When Sparrow falls back on the claim that reforms such as public journalism are realistic, we might pause to consider what, in this context, realistic really means. Indeed, some of Sparrow’s suggestions are more likely to be taken seriously by mainstream corporate journalists and even owners. But is it realistic to suggest that changes in the micropractices of an institution that leave untouched its basic structure will have much effect? Such attempts at journalistic reform that steadfastly ignore the power of the bosses and society’s ideological framework are a bit like trying to reform the methods of Mafia hit men while leaving untouched the rules and ideology of Mafia dons. You might get a kinder, gentler hit man, but in the end a hit man is still going to pull the trigger for the boss.

In a very real sense, journalists are helping to pull the trigger on democracy, perhaps not so much by what they are doing, but by what they are not doing: providing honest, incisive critique into the workings of the economy and the imperial actions of the United States. The hardest, but most important, work a journalist could do is to take apart the myths of one’s own society, which is precisely what contemporary journalists rarely seem able to accomplish.

Although the United States was designed to be ruled by a moneyed aristocratic class, throughout our history real democracy has continued to break out. The current attacks on democracy by corporations gaining even more control over society – thoroughly Orwellian in the way they claim the market and corporate culture are the embodiment of democracy — are perhaps as great a threat to democracy as this country has seen.

The answer to that threat likely will be in a series of reforms, but those reforms must stay rooted in a radical critique that doesn’t shy away from hard truths. To return to the paradox: one would hope that journalists and scholars would make good on the freedom of speech they enjoy and be allies in this struggle for real democracy – democracy that means more than trudging off to cast a ballot every couple of years, democracy in which the public has a role in the formation of public policy.

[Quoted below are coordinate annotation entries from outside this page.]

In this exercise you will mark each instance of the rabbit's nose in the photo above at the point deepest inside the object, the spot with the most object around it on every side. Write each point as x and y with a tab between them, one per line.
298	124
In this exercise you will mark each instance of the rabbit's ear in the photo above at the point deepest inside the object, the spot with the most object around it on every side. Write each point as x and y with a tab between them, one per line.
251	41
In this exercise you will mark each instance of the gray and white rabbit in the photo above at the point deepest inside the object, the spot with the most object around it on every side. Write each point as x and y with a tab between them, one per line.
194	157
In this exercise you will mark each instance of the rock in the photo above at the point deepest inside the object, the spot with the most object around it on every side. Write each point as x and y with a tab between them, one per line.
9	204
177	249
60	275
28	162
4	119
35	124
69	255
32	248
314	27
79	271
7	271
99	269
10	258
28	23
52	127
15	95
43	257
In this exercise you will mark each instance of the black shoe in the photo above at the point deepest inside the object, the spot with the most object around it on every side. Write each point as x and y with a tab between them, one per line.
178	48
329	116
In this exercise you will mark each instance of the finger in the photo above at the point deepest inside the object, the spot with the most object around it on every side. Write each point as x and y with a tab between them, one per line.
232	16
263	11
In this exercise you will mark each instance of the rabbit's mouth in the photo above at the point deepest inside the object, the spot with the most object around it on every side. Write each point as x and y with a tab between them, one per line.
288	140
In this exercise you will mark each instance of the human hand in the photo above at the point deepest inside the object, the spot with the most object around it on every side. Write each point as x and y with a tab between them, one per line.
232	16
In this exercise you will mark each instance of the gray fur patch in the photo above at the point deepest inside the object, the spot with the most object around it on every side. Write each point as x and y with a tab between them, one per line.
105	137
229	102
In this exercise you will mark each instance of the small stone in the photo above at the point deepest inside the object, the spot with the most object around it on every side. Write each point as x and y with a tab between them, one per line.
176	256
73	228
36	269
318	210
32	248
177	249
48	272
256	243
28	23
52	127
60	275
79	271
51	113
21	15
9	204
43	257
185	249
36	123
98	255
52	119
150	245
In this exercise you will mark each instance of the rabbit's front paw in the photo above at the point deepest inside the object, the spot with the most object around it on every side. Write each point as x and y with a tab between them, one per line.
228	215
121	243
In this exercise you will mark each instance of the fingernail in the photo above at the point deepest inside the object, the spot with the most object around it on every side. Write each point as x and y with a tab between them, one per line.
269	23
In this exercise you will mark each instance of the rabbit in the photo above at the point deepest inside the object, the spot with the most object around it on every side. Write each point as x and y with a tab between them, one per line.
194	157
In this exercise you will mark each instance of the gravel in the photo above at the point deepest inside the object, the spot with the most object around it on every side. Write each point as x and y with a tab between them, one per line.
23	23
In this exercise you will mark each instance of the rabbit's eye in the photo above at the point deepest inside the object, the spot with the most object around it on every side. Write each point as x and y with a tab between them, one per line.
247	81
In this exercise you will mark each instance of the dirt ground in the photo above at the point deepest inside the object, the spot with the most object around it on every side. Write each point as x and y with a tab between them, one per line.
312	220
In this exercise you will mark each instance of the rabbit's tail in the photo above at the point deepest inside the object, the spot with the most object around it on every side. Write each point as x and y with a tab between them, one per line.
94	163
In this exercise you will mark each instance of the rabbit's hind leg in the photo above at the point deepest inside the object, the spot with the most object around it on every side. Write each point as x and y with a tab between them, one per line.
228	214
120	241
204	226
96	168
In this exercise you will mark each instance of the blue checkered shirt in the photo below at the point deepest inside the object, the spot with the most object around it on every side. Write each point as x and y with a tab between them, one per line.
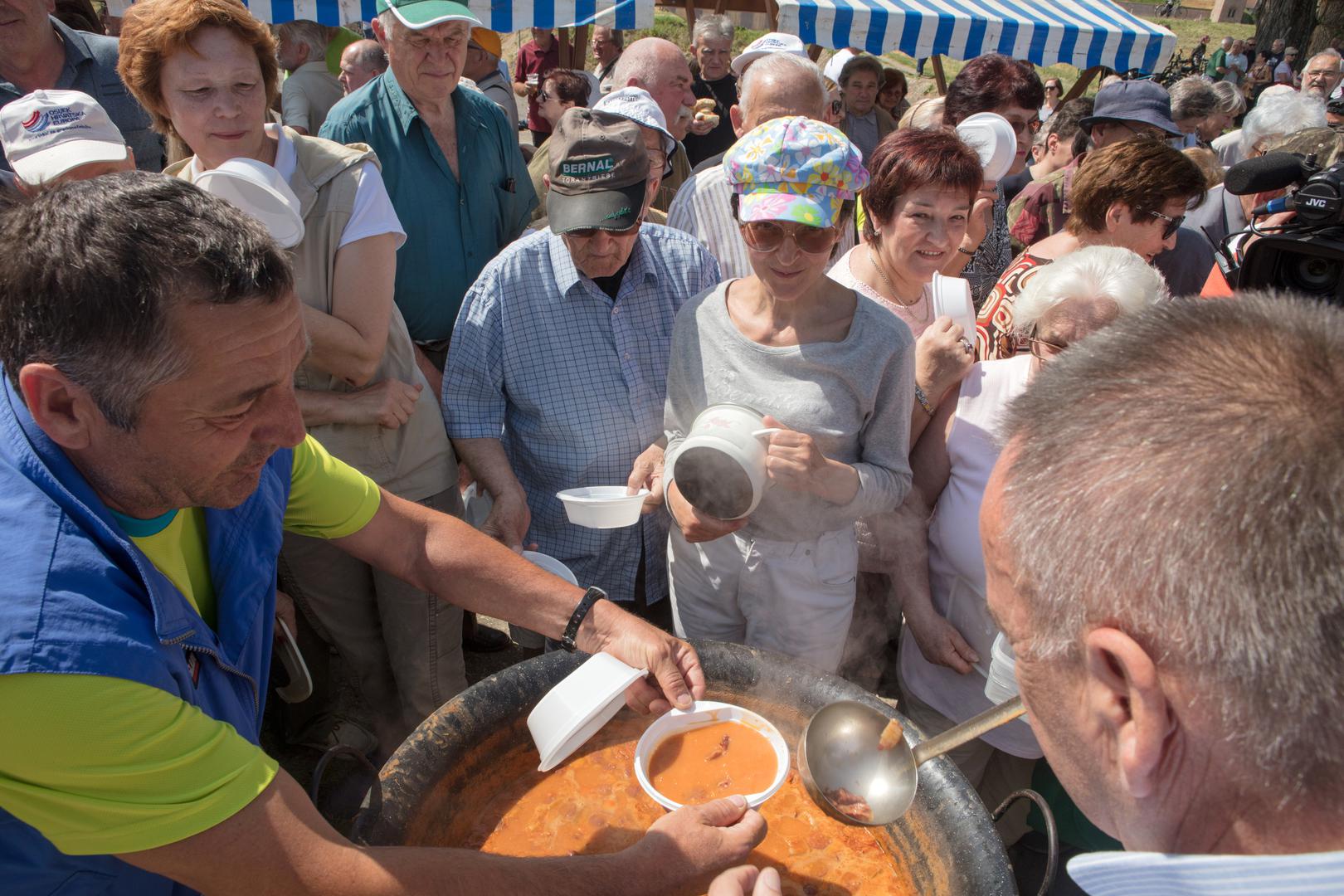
574	383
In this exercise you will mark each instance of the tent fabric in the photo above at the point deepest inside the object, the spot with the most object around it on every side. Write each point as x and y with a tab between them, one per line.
498	15
1081	32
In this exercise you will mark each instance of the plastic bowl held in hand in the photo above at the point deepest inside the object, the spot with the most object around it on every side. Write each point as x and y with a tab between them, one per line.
602	507
706	712
578	707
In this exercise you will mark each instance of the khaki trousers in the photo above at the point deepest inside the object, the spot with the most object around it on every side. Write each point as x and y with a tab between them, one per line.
402	646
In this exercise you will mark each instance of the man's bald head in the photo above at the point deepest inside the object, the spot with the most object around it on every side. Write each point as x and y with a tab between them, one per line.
777	86
660	67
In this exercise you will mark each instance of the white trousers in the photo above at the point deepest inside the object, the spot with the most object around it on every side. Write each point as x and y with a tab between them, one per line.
791	597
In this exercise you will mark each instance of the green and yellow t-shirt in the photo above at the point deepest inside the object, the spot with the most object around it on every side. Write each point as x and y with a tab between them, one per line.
104	765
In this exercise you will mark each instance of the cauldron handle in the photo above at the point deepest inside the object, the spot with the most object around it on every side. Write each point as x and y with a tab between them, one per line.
1051	835
375	801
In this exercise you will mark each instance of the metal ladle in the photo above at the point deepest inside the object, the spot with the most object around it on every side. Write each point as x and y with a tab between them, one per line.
839	750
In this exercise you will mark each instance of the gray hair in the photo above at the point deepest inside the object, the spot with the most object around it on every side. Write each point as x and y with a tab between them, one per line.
1181	477
1192	99
1272	121
308	32
644	62
368	54
1097	273
793	84
1230	100
105	320
717	27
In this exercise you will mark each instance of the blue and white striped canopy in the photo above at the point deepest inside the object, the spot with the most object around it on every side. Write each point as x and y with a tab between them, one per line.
498	15
1081	32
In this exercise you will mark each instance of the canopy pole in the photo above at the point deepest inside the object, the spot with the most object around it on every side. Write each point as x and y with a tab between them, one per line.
578	52
563	37
940	78
1083	80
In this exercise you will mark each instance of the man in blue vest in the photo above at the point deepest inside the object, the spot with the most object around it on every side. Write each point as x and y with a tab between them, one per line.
151	457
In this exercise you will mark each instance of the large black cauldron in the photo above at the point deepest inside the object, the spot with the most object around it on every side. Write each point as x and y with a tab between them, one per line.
945	844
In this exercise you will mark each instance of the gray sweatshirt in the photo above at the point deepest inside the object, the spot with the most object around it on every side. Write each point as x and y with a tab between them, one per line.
852	398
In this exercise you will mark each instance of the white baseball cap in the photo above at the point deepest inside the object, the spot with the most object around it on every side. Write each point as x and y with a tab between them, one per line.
49	132
767	43
639	106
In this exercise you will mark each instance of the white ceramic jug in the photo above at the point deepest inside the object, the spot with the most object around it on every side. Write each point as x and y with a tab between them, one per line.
719	468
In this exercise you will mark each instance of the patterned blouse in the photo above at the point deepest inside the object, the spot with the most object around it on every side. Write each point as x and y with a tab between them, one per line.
993	323
993	256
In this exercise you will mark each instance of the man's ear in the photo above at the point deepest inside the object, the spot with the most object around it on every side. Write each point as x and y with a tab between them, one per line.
62	409
1127	700
737	119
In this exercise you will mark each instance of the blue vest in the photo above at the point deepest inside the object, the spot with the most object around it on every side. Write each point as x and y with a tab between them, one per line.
78	597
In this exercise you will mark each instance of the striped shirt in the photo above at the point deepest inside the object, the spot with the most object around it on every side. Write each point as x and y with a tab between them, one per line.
572	383
1161	874
704	208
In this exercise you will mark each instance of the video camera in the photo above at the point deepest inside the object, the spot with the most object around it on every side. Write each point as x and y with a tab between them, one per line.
1305	256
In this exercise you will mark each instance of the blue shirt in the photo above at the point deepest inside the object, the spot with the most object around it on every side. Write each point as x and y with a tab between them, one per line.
91	67
452	229
572	383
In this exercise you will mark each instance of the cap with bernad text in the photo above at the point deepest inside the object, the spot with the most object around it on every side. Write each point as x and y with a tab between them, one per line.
600	171
426	14
50	132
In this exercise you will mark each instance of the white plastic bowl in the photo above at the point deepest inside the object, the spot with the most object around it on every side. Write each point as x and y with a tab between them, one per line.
577	709
702	713
602	507
552	566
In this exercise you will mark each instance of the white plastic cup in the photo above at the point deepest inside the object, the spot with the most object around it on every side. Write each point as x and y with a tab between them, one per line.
577	709
706	712
1001	681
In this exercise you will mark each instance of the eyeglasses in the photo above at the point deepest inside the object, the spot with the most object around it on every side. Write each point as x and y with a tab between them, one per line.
1172	223
1043	349
767	236
587	232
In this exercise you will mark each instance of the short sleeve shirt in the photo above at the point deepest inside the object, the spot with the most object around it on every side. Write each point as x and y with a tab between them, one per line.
102	765
453	227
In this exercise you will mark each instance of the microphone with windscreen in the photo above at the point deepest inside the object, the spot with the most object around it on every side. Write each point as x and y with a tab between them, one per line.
1268	173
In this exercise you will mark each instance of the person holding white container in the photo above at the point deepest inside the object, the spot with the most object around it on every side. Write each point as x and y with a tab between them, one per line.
830	375
947	652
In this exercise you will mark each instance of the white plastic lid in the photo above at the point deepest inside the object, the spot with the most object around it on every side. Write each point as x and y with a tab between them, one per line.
577	709
993	140
258	190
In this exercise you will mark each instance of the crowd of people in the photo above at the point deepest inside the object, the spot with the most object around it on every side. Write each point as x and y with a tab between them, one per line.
231	416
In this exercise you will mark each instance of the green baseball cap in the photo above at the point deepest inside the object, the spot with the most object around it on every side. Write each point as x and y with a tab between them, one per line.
598	173
424	14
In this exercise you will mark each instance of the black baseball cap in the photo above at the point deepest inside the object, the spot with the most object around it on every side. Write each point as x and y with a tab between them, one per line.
600	168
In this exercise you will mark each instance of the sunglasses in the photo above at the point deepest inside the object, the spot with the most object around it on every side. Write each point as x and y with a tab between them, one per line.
1172	223
767	236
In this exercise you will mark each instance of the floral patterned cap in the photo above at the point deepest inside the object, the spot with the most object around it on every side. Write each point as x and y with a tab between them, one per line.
796	169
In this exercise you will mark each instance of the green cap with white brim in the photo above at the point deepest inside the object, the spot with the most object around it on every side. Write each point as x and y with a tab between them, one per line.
425	14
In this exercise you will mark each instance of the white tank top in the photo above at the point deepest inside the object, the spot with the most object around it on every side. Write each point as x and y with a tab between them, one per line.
956	563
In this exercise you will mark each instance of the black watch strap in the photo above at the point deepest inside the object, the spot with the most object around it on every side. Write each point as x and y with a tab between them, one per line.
572	631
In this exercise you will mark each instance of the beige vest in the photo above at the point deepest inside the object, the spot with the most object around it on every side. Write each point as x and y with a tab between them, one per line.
416	460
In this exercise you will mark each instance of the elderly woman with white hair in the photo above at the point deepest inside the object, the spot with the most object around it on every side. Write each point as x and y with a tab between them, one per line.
947	645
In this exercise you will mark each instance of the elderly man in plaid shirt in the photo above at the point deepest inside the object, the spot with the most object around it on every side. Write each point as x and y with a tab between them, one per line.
557	373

But the systems in which journalists and scholars are rooted tend to make them, if not outright enemies in that cause, at best uneasy allies.

Our best hope, as McChesney makes clear, is that there is still enough real democracy – the kind of democracy that can allow meaningful public participation instead of just public spectatorship – left in the system that collective action and mass movements can turn journalists and scholars from servants of power to real allies of the people.